City workers in Greensboro have been dissatisfied with the city’s grievance procedure for years, as noted by Carter. A Facebook post by local union UE150 shows a picture from the 1970s of fired Greensboro sanitation workers who were fighting for reinstatement. The workers are shown standing outside the Carolina Peacemaker, the city’s African American community newspaper established in 1967.

An archival photo of fired Greensboro sanitation workers (courtesy photo)

“The campaign for a Civil Service Board is part of a long history of majority-Black city workers being terminated without a chance to [be] heard,” the post reads.

During the May 2 city council meeting, Carter said that workers are pushing for the civil service board because they believe it would aid worker representation during the process by allowing them to share evidence that could be important to their case rather than being dismissed without a chance to share their side of the story. 

“It’s all about policy,” Carter said, adding that the board could help address inconsistencies in firing.

What would this bill actually do?

If passed, the bill would amend both cities’ charters to allow for a civil service board that would consist of five members. 

Board members’ terms would last two years, and members must be qualified voters of the city and cannot be employed by the city or serve on city council. One member would be selected by each city council during a council meeting and another member would be chosen by the mutual agreement of the city’s police and fire chiefs. 

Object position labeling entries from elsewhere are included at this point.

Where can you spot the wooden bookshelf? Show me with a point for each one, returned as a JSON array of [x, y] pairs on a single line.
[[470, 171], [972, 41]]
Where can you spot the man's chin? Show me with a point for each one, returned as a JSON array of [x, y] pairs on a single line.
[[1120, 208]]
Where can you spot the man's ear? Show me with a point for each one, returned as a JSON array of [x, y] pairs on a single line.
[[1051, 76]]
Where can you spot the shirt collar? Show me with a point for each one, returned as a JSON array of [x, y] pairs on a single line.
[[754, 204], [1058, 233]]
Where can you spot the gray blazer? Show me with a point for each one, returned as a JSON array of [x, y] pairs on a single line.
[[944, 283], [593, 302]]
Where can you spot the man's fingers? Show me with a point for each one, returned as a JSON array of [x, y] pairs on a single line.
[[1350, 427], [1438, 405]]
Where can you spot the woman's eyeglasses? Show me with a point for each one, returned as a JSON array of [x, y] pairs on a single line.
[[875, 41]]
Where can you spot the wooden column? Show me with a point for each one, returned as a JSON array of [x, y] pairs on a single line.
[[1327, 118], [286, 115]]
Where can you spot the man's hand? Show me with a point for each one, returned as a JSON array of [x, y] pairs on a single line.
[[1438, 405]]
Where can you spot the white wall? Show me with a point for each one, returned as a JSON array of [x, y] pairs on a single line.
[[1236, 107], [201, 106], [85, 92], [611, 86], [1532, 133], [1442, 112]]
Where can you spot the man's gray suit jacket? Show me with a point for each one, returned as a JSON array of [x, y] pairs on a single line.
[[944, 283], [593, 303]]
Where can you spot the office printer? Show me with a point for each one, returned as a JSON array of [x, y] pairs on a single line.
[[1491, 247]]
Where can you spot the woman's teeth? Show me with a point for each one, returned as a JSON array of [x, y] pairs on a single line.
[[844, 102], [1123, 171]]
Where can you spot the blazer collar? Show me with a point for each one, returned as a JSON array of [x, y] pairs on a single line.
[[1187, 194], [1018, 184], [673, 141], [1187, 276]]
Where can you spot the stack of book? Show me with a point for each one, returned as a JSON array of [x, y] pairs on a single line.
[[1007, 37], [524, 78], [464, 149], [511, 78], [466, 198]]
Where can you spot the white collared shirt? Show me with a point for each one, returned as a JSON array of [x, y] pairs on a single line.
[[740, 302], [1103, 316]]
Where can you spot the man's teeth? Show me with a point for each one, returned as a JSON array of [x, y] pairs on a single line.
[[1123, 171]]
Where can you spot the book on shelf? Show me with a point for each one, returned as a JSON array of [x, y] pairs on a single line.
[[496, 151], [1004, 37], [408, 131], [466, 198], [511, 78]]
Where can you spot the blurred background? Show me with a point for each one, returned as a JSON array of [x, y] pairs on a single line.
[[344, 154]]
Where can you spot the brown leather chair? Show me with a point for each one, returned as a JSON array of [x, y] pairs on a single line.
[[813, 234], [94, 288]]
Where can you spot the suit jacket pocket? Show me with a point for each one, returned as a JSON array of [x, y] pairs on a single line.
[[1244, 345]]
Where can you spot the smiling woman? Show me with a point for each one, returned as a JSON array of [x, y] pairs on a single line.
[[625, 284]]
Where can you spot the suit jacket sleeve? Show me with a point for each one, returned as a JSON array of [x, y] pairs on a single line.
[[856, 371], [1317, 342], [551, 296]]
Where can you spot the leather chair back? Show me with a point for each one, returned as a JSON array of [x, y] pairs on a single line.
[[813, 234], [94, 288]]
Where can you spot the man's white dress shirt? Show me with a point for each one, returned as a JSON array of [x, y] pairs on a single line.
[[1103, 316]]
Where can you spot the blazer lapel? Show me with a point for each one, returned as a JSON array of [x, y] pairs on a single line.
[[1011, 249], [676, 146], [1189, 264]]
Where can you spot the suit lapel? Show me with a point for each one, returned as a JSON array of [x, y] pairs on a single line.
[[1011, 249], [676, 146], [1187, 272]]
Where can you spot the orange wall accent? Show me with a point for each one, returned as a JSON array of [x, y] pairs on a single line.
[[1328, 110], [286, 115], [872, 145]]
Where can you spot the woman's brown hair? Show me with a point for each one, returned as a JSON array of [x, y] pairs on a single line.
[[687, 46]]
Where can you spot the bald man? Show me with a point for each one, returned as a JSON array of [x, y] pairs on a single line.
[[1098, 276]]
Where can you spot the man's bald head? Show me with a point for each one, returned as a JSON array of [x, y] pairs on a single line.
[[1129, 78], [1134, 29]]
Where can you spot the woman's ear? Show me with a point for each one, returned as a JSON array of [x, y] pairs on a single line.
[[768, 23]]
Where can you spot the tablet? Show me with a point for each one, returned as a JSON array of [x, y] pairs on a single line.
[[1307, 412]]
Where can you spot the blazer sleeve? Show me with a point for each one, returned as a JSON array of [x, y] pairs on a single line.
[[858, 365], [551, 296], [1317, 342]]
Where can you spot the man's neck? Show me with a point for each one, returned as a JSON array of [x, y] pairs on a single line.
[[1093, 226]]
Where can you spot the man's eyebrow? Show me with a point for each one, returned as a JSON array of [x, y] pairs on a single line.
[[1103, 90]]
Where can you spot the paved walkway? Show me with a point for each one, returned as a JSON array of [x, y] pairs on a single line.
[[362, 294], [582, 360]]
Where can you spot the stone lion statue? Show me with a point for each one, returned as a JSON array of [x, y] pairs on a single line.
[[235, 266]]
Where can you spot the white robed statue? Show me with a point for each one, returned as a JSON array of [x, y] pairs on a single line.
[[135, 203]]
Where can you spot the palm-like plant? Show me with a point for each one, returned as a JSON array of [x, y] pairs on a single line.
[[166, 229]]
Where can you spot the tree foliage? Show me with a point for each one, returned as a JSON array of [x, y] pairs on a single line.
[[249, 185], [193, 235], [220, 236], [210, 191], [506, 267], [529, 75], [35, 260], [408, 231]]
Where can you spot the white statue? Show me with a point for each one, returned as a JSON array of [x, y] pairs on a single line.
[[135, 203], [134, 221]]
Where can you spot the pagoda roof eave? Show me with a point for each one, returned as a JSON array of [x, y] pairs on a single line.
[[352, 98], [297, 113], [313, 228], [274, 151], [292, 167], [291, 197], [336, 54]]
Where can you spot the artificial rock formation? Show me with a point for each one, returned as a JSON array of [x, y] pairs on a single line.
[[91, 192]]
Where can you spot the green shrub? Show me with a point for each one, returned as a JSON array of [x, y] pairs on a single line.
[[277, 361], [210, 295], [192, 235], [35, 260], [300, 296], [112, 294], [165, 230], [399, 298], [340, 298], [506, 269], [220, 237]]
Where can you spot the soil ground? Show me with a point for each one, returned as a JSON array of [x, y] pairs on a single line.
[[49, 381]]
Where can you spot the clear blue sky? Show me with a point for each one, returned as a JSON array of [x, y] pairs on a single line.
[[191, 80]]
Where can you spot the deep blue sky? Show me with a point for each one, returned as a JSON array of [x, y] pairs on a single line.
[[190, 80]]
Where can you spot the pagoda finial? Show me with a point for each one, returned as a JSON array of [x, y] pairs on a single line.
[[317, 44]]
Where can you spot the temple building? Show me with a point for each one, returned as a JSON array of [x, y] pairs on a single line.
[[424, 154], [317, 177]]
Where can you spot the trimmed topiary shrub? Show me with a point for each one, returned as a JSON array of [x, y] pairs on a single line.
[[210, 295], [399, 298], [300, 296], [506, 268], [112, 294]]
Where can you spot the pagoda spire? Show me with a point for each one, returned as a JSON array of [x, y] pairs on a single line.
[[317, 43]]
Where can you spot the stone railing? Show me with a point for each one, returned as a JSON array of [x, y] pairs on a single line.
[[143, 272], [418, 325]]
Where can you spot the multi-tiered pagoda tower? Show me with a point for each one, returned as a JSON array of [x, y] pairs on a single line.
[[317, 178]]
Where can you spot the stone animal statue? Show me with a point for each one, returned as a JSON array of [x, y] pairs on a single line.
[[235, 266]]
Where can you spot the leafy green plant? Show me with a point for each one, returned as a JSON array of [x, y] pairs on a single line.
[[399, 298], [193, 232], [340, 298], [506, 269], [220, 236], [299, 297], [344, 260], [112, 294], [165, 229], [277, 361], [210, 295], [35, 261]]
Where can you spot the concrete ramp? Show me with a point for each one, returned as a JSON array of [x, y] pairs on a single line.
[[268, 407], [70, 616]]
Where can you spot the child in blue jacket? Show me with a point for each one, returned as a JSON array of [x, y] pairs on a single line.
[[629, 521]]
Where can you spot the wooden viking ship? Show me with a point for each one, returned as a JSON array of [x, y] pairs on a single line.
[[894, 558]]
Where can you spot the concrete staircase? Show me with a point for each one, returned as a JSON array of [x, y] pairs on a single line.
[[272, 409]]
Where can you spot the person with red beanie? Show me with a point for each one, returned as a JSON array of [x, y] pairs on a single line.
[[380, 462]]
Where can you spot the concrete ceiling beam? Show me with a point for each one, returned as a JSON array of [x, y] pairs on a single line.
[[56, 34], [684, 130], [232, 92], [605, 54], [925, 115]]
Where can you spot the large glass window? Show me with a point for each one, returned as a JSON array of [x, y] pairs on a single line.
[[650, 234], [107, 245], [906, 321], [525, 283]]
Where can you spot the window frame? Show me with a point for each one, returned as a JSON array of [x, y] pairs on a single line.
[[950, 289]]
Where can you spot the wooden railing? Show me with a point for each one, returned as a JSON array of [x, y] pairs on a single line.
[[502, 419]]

Two members would be elected by members of the classified service of the city — which includes all officers and employees of the city except the city manager, department directors and their assistant directors, the city clerk, fire and police department leadership, or officers elected by the people. The election for these two members would be held on a normal city workday, and the last board member would be selected by majority vote of the four other members already selected. If a member is not elected by majority vote of the four other members, city council would appoint a member to the board.

The board may create and amend rules, and submit them to the city council for approval.

Any member of the classified service of the city who desires a hearing can file a request with the city clerk within 10 days after learning of the action that they take issue with. The grievance procedure should conclude within 30 days.

Within 10 days after the conclusion of the hearing, the board would submit their decision in writing. If the board determines the action was not justified, they would order to have it rescinded.

Within 10 days of receipt of the board’s decision, either party may appeal to the county’s Superior Court for a trial de novo, which would be a new trial on the entire case.

While city leaders in Greenboro and Winston-Salem have pushed back on this idea, other cities in the state already have civil service boards.

Asheville’s board has two city council appointees and two members elected by the classified service, with one member appointed by those four members. The city of Charlotte has a board of nine members — three appointed by the mayor and six appointed by the city council.